Nonetheless, analytical psychology helps us to sharpen the focus of our question even more because its theories take us mentally into the dark fourth to show us more precisely what we’re talking about in the sacred marriage and in the Spiritual Marriage of the Gospel. Both have at their center what they present as the material principle of the soul, or the self. At issue, then, is a proper identification of the material principle and the nature and destiny of the self.
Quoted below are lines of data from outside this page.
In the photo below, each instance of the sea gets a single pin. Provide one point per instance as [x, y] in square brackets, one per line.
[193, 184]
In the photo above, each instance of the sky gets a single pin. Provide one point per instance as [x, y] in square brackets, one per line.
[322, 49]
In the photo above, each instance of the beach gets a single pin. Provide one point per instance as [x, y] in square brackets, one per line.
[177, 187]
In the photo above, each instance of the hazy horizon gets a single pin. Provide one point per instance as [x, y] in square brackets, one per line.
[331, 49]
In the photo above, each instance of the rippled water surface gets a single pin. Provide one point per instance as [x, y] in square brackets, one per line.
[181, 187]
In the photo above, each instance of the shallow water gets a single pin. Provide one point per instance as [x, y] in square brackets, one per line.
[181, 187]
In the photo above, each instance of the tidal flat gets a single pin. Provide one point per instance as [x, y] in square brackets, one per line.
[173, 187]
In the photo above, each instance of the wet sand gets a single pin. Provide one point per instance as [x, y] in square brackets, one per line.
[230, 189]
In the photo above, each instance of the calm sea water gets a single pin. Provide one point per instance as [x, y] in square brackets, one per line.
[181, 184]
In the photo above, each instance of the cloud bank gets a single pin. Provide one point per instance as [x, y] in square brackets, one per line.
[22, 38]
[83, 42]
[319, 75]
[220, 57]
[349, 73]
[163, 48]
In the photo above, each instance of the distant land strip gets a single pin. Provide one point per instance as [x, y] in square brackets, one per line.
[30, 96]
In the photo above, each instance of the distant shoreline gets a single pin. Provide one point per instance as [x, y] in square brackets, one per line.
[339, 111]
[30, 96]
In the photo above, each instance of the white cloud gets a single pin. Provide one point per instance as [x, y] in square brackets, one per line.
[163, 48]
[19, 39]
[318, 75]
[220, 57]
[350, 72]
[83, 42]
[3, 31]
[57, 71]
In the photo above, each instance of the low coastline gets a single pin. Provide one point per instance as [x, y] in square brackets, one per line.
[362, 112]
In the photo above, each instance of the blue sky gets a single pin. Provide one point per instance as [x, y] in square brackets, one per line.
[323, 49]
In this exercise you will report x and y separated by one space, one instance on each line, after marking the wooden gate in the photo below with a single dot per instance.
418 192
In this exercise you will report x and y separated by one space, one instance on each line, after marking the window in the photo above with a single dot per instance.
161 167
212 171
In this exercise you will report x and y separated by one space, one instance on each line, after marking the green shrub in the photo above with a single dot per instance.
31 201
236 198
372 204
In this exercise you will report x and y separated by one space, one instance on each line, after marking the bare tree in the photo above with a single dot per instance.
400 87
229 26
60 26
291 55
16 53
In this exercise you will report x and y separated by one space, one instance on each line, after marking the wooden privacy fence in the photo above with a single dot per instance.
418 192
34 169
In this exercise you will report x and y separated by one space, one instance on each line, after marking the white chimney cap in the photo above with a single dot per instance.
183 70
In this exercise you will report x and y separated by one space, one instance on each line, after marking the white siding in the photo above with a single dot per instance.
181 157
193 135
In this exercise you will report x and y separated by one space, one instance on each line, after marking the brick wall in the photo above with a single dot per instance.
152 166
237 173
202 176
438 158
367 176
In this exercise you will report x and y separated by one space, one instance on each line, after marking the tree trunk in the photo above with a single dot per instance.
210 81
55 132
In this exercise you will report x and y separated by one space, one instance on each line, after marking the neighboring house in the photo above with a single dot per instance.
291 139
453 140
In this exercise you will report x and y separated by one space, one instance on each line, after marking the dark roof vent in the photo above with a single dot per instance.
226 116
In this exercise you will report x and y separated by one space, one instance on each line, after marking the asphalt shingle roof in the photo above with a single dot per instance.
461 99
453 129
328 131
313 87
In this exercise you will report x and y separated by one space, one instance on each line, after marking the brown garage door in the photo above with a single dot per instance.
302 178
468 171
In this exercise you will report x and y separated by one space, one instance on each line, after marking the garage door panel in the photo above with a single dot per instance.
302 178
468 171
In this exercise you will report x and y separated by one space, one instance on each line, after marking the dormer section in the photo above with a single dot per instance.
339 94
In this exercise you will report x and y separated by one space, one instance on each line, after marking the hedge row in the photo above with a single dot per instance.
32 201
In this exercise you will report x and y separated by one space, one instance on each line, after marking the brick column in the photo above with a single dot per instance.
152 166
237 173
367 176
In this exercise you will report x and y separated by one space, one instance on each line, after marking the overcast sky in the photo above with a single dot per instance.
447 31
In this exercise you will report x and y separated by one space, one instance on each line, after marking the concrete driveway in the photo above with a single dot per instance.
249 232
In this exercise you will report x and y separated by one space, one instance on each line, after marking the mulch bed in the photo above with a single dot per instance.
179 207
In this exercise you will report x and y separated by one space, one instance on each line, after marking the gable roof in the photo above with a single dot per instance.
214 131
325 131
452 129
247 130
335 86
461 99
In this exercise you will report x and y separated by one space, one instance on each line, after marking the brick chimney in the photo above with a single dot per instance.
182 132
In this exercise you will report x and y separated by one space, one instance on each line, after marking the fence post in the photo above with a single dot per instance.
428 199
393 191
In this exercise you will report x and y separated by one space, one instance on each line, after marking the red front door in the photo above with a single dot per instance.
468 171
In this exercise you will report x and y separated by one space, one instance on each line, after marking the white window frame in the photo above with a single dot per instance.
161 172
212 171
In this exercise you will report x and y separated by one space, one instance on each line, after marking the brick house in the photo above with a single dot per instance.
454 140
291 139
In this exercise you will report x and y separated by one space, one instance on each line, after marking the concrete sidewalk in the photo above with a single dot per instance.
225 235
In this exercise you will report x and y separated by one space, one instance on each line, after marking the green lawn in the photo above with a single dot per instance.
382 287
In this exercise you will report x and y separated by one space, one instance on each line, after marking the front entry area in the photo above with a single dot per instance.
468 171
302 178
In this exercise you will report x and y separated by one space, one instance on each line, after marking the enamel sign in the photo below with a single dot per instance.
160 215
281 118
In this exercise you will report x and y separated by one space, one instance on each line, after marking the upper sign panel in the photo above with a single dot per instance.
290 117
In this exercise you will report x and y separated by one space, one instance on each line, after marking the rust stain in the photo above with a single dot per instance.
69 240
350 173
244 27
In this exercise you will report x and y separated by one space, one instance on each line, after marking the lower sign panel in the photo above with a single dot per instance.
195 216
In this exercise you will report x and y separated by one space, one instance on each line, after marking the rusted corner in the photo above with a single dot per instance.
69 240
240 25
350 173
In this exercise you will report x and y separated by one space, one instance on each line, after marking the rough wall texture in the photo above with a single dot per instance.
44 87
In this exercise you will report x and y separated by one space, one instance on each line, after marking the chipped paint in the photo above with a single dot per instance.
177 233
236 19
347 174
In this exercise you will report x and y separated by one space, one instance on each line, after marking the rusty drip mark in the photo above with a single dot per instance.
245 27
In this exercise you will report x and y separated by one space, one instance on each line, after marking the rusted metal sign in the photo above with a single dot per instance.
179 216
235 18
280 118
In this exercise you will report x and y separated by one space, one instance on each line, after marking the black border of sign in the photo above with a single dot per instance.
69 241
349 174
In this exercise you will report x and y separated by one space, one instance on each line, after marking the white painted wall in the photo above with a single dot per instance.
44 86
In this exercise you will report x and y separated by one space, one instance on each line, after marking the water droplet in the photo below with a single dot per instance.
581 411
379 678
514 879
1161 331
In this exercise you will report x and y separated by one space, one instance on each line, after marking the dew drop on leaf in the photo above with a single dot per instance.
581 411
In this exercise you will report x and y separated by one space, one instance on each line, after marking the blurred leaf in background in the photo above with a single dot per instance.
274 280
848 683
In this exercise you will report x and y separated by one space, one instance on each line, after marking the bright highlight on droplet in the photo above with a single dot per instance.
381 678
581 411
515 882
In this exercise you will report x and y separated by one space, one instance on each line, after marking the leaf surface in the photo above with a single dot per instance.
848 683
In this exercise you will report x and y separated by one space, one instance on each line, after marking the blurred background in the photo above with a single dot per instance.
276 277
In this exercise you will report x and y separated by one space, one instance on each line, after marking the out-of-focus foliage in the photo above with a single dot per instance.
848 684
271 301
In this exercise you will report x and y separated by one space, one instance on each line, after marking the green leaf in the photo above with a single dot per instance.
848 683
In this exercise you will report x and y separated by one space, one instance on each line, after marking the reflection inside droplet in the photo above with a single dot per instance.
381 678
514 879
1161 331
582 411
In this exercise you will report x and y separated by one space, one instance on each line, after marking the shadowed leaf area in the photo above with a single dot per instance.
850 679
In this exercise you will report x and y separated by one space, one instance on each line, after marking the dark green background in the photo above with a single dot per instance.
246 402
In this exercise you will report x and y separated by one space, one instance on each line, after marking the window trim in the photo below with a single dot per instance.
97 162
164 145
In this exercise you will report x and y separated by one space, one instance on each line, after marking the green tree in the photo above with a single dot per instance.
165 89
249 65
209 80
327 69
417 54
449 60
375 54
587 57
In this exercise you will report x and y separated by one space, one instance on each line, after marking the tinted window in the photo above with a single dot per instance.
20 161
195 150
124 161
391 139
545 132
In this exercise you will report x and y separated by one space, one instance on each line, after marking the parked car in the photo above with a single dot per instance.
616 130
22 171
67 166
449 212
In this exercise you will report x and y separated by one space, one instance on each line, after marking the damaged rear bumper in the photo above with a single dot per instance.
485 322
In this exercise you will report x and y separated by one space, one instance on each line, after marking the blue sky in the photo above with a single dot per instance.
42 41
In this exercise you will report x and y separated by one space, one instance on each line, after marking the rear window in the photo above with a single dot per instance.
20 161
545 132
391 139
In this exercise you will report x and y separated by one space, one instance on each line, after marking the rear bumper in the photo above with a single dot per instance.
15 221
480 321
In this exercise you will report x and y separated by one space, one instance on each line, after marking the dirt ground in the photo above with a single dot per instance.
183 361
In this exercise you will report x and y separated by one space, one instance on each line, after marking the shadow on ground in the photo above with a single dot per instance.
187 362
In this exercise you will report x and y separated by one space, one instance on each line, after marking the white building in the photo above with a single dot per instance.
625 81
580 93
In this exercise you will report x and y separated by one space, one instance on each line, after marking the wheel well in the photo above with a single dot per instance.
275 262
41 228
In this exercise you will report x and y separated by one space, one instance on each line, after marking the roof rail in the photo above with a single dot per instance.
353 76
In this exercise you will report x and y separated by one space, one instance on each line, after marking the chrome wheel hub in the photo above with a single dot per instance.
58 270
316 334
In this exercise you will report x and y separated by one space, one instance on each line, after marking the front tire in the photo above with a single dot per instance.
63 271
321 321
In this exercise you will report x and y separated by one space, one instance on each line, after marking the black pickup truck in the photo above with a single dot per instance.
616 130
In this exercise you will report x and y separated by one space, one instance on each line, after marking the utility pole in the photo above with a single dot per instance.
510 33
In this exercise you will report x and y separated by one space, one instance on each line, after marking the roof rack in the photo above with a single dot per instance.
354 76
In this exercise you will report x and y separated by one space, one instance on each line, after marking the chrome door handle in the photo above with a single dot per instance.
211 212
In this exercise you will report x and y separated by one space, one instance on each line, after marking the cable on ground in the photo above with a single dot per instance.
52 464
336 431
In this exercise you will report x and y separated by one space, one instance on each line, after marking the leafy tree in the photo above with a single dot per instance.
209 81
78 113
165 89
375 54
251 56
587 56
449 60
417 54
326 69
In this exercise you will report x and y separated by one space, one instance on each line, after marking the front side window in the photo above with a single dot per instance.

So, you see, our topic isn’t about a relic of a bygone age. It’s about an issue that should be of the highest interest because it is of some existential urgency: Who am I? Why am I? What must I do to inherit eternal life?

 

Addendum: Let me conclude by anticipating one of the points we hope to make in a future lecture. It concerns the “principle of nature”. You saw this evening how many “nominees” have been set forth as candidates for the “principle of nature” or, as we just now called it from our summary of analytical psychology, the “material principle of the soul or of the self”: water, air, fire, earth, mind, the infinite (which is probably the circle, and that might be the uroboros), carbon 14, energy. What is the “principle of nature” or the material principle of the soul or of the self as given in the theological vision of the Church? It is articulated by Origen of Alexandria. In his commentary on St John 20:21 (or so); he writes: “Our primary substance (he uses here the Greek word hypostasis, that which stands underneath, which will become in later Christian dogmatic terminology the word for the Person) is “our having been made in the Image of God.” The Image of God is not a thing; it is the Person of Jesus Christ (cf. Col 1:15 with Gn 1:26-28.) St Didymus the Blind, a student of Origen, would refine this teaching in the early part of the fourth century. The Image of God, he would write in his commentary on Gen 1:26-28 is fundamentally our capacity for God.

I would submit that this can be a knob by which you can lay your hand on the narrow gate. Think on it, and see if the narrow gate doesn’t open onto a completely different “world”. It would be the world of the Spirit that is in the world but not of it; the world of the Kingdom of Heaven.



[1] 1 Cor 2:9

[2] Cf. Acts 17:19-20

[3] Probably the circle representing a never ending cycle of change, like the Chinese yin-yang or Heracleitus’ principle of fire.

[4] I outlined this ontological vision in contrast to the ontological vision of Byzantine theology in the three lectures I presented here last year.

[5] The Experience of God, trans. Ioan Ionita and Robert Barringer. Brookline, Massachusetts: Holy Cross Orthodox Press. 1998, p. 4.

[6] Or, the hypostasis, the term of Christian dogma for what “stands underneath”. This shows how the theory of analytical psychology is diametrically opposite the ontological vision of Christian dogma. In Christian dogma, the hypostasis is not the impersonal nature from which the person ebbs and flows, but the Person in which the nature exists.